Udacity Business Model
Now that you have seen how and when did the online educational organization was built by industry experts. Let us get into how it works and what is its business model to better understand how the company makes money. Let’s get started…
Udacity was originally built to provide Massive Open Online Courses (MOOCs) to every student and employee who wants to jump start or enhance their career in the field they love. Although it later switched from offering only MOOCs to exclusive courses to continue its operations and grow its revenue. However, its primary goal remained the same which is to make the courses available to anyone who can access the internet. All the courses it provides are of university standards.
As mentioned, Udacity offers all its courses in nano degree format where nano degrees means several topics and on completion of these nano degrees, students have to finish the project.
Udacity delivers the best course content that is both practical and highly applicable in their future jobs. It even provides a personal career coach and technical support mentor for each student.
As we discussed already, Udacity also delivers its courses to companies to train its employees and issues certifications.
The courses take 2 to 6 months to finish and as an exchange for learning students and companies using them have to pay a certain fee.
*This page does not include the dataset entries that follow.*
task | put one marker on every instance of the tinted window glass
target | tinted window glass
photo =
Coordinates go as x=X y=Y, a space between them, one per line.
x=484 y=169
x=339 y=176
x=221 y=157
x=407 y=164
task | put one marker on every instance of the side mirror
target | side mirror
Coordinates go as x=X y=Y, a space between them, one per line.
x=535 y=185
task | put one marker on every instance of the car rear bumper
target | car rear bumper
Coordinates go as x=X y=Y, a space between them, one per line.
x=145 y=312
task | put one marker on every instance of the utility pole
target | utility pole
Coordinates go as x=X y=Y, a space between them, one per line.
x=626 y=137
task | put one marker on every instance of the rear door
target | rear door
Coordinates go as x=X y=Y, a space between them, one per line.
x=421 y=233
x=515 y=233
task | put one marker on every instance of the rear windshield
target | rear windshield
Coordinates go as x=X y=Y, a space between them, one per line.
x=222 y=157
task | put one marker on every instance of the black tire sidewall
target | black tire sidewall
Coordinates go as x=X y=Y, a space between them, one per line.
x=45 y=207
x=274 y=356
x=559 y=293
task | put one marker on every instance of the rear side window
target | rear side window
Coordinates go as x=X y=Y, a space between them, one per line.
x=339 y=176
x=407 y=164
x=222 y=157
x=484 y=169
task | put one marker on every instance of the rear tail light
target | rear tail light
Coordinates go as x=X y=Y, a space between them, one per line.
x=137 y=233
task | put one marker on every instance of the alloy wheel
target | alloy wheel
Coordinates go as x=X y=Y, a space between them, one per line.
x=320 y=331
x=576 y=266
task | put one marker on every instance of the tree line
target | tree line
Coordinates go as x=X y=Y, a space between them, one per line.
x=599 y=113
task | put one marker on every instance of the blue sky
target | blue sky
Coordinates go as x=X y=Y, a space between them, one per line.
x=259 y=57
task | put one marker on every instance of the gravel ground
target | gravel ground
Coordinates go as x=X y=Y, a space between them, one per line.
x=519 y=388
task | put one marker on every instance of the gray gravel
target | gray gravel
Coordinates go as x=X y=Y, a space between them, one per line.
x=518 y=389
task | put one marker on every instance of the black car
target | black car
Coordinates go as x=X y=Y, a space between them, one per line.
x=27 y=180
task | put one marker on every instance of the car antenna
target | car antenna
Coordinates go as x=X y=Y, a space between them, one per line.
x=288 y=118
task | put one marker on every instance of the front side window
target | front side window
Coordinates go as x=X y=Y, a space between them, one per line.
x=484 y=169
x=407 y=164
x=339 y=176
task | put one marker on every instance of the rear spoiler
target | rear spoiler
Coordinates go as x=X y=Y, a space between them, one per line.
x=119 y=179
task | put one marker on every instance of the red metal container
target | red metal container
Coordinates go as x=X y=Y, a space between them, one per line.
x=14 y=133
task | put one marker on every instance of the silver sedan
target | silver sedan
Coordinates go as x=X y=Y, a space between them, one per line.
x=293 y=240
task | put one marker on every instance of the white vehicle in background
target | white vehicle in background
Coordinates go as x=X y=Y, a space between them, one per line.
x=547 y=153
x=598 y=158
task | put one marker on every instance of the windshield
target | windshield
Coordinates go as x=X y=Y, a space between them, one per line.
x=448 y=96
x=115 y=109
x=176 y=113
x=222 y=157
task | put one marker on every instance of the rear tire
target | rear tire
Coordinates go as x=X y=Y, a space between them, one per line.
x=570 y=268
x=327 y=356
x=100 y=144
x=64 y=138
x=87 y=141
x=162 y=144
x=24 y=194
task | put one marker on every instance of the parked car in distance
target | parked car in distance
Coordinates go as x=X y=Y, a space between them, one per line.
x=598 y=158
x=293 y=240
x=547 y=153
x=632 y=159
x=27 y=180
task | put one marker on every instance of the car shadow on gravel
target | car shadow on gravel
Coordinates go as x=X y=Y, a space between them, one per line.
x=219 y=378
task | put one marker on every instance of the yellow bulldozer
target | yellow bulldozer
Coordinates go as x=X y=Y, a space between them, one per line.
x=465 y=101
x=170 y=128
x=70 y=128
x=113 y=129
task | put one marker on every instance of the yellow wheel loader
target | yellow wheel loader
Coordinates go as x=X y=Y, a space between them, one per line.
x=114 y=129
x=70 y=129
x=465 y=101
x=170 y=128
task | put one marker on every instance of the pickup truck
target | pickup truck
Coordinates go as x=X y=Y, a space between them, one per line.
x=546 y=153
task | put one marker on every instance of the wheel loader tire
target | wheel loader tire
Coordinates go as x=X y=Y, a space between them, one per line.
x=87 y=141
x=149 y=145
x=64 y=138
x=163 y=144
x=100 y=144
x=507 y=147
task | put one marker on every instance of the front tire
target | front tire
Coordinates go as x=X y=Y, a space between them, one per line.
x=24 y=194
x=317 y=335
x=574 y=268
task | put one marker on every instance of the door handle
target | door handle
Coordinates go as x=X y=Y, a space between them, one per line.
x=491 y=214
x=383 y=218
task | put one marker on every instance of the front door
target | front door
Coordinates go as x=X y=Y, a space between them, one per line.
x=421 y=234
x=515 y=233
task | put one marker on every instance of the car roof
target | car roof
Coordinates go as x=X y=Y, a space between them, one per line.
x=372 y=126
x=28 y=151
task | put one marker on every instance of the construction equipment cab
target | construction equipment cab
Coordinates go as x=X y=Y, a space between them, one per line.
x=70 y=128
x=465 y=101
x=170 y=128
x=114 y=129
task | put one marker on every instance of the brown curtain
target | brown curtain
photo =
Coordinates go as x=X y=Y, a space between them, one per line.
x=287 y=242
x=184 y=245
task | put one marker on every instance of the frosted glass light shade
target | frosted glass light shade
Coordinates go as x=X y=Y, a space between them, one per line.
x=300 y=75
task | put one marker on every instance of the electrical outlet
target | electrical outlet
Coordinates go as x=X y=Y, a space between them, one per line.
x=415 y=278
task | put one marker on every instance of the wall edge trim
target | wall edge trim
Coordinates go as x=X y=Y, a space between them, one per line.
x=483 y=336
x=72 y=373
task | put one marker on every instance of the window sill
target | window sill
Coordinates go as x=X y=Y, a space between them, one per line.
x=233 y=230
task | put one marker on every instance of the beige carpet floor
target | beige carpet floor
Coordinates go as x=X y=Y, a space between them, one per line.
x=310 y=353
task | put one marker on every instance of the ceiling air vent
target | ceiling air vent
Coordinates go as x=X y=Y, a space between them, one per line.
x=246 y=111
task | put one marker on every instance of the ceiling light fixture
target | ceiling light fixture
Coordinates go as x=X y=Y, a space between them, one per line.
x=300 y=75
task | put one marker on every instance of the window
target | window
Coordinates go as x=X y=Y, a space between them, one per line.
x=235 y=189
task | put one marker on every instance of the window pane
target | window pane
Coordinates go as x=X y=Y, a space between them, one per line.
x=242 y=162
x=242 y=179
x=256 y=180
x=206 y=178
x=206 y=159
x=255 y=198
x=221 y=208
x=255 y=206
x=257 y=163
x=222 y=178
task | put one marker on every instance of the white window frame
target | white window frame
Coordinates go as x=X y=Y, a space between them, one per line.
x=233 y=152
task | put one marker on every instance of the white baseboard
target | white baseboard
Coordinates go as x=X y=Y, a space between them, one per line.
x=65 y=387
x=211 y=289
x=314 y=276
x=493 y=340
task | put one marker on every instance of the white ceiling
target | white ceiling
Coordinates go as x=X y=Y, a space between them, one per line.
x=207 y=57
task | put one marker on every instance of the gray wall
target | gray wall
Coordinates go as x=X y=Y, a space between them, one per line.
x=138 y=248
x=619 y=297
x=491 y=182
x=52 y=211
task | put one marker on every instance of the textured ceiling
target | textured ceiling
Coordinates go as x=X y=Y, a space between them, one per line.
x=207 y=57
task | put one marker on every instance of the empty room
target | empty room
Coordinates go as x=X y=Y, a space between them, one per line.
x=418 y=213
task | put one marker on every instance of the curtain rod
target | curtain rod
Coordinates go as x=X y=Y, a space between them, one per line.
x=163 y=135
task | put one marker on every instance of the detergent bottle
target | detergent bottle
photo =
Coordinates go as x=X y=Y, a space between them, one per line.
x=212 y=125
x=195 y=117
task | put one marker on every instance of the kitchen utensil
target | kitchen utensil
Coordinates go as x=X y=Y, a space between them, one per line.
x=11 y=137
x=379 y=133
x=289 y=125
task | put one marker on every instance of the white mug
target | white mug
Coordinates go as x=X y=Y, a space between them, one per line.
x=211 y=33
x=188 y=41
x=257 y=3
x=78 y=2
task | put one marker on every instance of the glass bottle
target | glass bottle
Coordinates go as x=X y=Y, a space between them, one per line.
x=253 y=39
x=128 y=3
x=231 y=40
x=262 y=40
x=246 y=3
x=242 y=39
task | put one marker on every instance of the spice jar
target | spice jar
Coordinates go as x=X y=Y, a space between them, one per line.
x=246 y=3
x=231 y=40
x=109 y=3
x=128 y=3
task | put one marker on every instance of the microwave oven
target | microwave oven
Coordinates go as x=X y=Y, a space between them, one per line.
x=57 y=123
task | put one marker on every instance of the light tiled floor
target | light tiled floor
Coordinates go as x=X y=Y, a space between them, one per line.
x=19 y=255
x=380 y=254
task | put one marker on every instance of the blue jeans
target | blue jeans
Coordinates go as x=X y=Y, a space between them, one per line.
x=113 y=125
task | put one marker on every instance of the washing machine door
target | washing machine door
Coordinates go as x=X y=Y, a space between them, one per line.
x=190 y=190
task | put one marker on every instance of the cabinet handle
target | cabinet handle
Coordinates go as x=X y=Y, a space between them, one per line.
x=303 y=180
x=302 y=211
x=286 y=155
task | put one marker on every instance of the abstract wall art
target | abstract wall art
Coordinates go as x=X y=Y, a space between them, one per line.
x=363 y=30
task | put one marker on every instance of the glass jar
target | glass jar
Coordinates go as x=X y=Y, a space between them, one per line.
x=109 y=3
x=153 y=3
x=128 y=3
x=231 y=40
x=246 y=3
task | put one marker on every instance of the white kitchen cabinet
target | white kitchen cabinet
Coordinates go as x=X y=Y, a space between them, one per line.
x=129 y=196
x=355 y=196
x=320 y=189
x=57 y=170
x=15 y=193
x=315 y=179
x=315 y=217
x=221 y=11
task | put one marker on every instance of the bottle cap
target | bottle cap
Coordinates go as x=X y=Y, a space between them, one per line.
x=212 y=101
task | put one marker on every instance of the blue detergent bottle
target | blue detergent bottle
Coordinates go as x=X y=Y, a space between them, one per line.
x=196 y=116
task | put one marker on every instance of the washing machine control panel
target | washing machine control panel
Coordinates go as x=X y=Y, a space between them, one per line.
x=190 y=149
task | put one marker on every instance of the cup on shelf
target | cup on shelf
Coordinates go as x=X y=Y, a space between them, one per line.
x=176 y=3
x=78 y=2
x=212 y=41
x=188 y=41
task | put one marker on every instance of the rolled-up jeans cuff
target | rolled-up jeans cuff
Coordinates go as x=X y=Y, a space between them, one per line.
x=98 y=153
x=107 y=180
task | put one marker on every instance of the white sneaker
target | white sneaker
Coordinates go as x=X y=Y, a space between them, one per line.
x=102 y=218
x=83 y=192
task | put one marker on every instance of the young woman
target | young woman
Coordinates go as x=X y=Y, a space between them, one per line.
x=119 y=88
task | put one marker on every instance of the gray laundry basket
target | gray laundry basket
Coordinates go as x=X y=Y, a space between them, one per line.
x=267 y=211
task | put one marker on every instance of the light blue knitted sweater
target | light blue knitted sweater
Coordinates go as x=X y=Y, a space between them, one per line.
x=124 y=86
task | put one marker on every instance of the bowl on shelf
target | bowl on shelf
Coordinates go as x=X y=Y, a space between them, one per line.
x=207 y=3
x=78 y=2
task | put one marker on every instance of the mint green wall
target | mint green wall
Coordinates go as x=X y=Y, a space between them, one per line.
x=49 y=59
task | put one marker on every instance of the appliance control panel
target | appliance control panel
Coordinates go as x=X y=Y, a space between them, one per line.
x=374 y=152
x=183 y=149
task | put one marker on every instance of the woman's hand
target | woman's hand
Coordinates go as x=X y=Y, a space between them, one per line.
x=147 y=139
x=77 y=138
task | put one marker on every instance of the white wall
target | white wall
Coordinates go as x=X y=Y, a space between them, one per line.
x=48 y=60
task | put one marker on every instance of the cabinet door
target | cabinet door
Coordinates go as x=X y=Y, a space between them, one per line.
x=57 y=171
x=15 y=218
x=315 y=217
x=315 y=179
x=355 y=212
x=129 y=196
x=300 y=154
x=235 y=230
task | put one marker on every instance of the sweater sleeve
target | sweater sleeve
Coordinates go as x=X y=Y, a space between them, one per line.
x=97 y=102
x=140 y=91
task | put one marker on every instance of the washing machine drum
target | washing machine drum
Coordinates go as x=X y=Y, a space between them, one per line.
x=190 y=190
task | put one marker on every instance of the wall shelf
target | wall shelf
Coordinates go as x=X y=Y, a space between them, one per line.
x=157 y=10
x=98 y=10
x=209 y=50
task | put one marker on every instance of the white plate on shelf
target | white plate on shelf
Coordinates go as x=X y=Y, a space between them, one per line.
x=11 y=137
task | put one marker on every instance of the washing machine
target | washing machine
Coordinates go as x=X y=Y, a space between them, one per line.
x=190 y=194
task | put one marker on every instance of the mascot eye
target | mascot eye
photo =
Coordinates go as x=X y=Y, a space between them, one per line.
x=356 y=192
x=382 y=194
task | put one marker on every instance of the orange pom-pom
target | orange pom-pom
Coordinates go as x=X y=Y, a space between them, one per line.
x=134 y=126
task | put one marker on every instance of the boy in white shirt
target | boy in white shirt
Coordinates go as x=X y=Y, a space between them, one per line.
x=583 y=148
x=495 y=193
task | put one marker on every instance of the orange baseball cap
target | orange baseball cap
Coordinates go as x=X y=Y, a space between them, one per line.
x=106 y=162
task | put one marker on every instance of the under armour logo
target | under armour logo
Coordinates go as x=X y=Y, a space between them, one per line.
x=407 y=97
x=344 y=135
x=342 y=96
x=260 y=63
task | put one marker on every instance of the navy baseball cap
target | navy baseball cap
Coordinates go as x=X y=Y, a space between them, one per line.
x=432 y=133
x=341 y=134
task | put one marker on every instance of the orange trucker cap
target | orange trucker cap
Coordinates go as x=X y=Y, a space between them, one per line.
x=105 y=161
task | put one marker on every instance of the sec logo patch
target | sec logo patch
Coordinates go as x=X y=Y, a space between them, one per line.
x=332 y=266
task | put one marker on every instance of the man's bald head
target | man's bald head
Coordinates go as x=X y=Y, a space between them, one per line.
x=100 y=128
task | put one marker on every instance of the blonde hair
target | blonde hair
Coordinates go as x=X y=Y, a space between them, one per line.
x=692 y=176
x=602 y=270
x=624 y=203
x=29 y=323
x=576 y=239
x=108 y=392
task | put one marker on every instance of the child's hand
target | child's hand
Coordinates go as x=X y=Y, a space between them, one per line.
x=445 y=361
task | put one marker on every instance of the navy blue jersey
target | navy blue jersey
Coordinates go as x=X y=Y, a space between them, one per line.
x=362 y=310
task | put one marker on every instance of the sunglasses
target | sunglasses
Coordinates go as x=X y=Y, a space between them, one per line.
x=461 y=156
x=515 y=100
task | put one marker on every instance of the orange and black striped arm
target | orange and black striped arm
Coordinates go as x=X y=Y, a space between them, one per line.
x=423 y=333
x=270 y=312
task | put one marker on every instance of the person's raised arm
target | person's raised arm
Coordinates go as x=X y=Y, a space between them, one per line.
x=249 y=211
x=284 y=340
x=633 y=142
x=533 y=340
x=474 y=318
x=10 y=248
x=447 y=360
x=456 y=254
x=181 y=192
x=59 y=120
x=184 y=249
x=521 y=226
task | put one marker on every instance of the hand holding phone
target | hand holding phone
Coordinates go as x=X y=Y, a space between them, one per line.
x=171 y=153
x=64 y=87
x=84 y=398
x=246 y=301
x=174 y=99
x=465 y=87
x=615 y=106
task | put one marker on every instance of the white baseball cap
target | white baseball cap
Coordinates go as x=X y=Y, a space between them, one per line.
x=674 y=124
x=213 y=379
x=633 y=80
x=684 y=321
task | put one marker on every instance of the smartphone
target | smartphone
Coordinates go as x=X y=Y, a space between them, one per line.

The free courses are still available on the website that focuses only on introduction to concepts and the pricing for paid courses varies based on the course. Hence, you can say Udacity’s business strategy is focussed on the Freemium business model to make profits for itself.
How does Udacity Make Money?
As you can see Udacity charges fees from students and enterprises for taking its paid courses, that is how it makes money. The pricing for nano degrees (its courses) ranges between $718 to $2400 based on the course chosen and the duration of courses lasting up to 6 months.
Individual students and enterprises can choose to pay either via one-time payment fee or a recurring monthly subscription model. Students can enroll in any program anytime after it is opened.
As of 2018, more than 50,000 students registered for paid programs. The count is assumed to have doubled or tripled this year due to the impact of a pandemic. Moreover, a member of the company stated that they are seeing a 260% growth in revenue. The company also increased its pricing and introduced a premium program that promises guaranteed job placement, although there is a plan to lift this program.
Thus the revised pricing and its business model favored the company and resulted in growth.
Udacity Funding & Revenue
Udacity has over 11.5 million users and generated more than a total of $100 million in revenue as of 2019. It stated it has seen a 260% boost in annual recurring revenue in the first half of the financial year in 2020.
It has raised a total of $235 million in funding in all 5 funding rounds. The company is backed by 12 investors and the major investors include Hercules Capital, Inc., Bertelsmann, Andreessen Horowitz etc.
The company acquired Terminal.com in March 2017, although the amount is not disclosed.
So, this is how Udacity makes money and manages its operations. Although it suffered fluctuations a couple of years after its inception, its revenue has grown dramatically after it revised its business model.